To put yourself in the world before Grimm’s fairy tales existed, imagine a world before television and movies. Actually, go even further back, to before widespread literacy. A world where the only stories you’d ever hear were those that were literally told out loud to you by people who lived nearby. It would be kind of like if the whole Marvel Cinematic Universe were told to you, from memory, by some guy down the street.
Without a mass media, stories became very local. Even stories that did cross borders as people migrated and moved would be made local, because the details could be subtly changed, either on purpose or due to a failure in memory. It wasn’t until someone decided to write down these stories that they would be cemented.
Every time something is written down, it changes in some way. It goes from being a flexible tale to an “official” one. Of course, that’s kind of the point. By writing these stories down, a specific time and place can be preserved. It was this idea that drove two of the most important story collectors in history: Jacob and Wilhelm Grimm.
Who Were The Brothers Grimm?
Jacob and Wilhelm Grimm were born in 1785 and 1786, respectively, in Hanau, a large town in Germany. For the first years of their lives, they were cared for and reasonably well off thanks to their father, who worked as a lawyer in a neighboring town. But in 1796, the Grimms’ father died, followed by their mother 12 years later, leaving the family in dire straits.
As they struggled to make a living after school, the Brothers Grimm first considered following in their father’s footsteps and entering the legal profession (you can imagine an alternate history in which they started a law firm called “Grimm & Grimm”). Yet by the end of the 1800s, these legal dreams were abandoned, and both Grimms were working as librarians in a royal private library. It was this that sent them down the path of literary research and preservation.
Starting with their friends Clemens Brentano and Achim von Arnim, the Brothers Grimm set to work collecting and recording folk lyrics, folktales and other examples of oral storytelling that had been passed down from generation to generation. The Brothers Grimm recorded these stories to set down an idea of what it means to be German, and to reconstruct the history of German language.
The Brothers Grimm then spent much of their lives recording folktales, which were published starting in 1812 as Grimm’s Fairy Tales. Almost two centuries later, they’re still some of the most influential stories in the world. Of course, they’ve been even further imprinted on modern culture by Disney and in other retellings.
Grimm’s Fairy Tales And The German Language
The Brothers Grimm were not the first people to ever record fairy tales — they weren’t even the first to record German fairy tales — but their legacy remains because of the way they went about it.
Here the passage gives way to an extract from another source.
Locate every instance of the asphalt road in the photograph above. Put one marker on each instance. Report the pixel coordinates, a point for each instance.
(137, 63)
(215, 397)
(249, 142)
Their work is credited as the first rigorous collection of folktales, and it kicked off an entire field of research called folkloristics.
What really set apart the Grimms, however, was that they recorded the vernacular speech of the storytellers they encountered. Their goal was to record the stories exactly as they were told, to preserve the original intent. This meant the stories were archives not just of the tales but of the German dialects spoken in various areas.
Jacob Grimm, in particular, was a huge contributor to language studies, and he essentially kicked off the study of historical linguistics (the study of the development of languages). He’s the namesake of Grimm’s law, which is a set of rules that explains how German pronunciation shifted from its proto-Indo-European roots to the language spoken in the 1800s.
By comparing words that are similar across languages — “father,” for example, which is Vater in German, padre in Spanish and so on — Jacob Grimm could see how these words derived from the same root. Grimm is not the only person who was working on language at the time, but he was a central player in launching these new fields of study.
These linguistic forays may seem completely random for a person whose main claim to fame is collecting fairy tales, but the link between story and language is strong. The fairy tales themselves provide useful information for linguists who want to look at German from the time (though there is controversy over the Brothers Grimm seeming to change the stories in Grimm’s Fairy Tales to make them appear more German). Even so, their work forms an invaluable collection of writing to better understand Germany’s past and present.
A World Of Folktales
While Grimm’s Fairy Tales are by far the most famous collection, Germany is not the only country with a strong connection to its oral storytelling. Greece is still synonymous with The Odyssey, which began in the oral tradition. Same with Beowulf, which is possibly the most important text in Old English. Even the United States, which is relatively young, is tied to tall tales of Paul Bunyan and the Western Frontier. Anthologists around the world have gathered these stories to give insight into national psyches and the stories our ancestors told.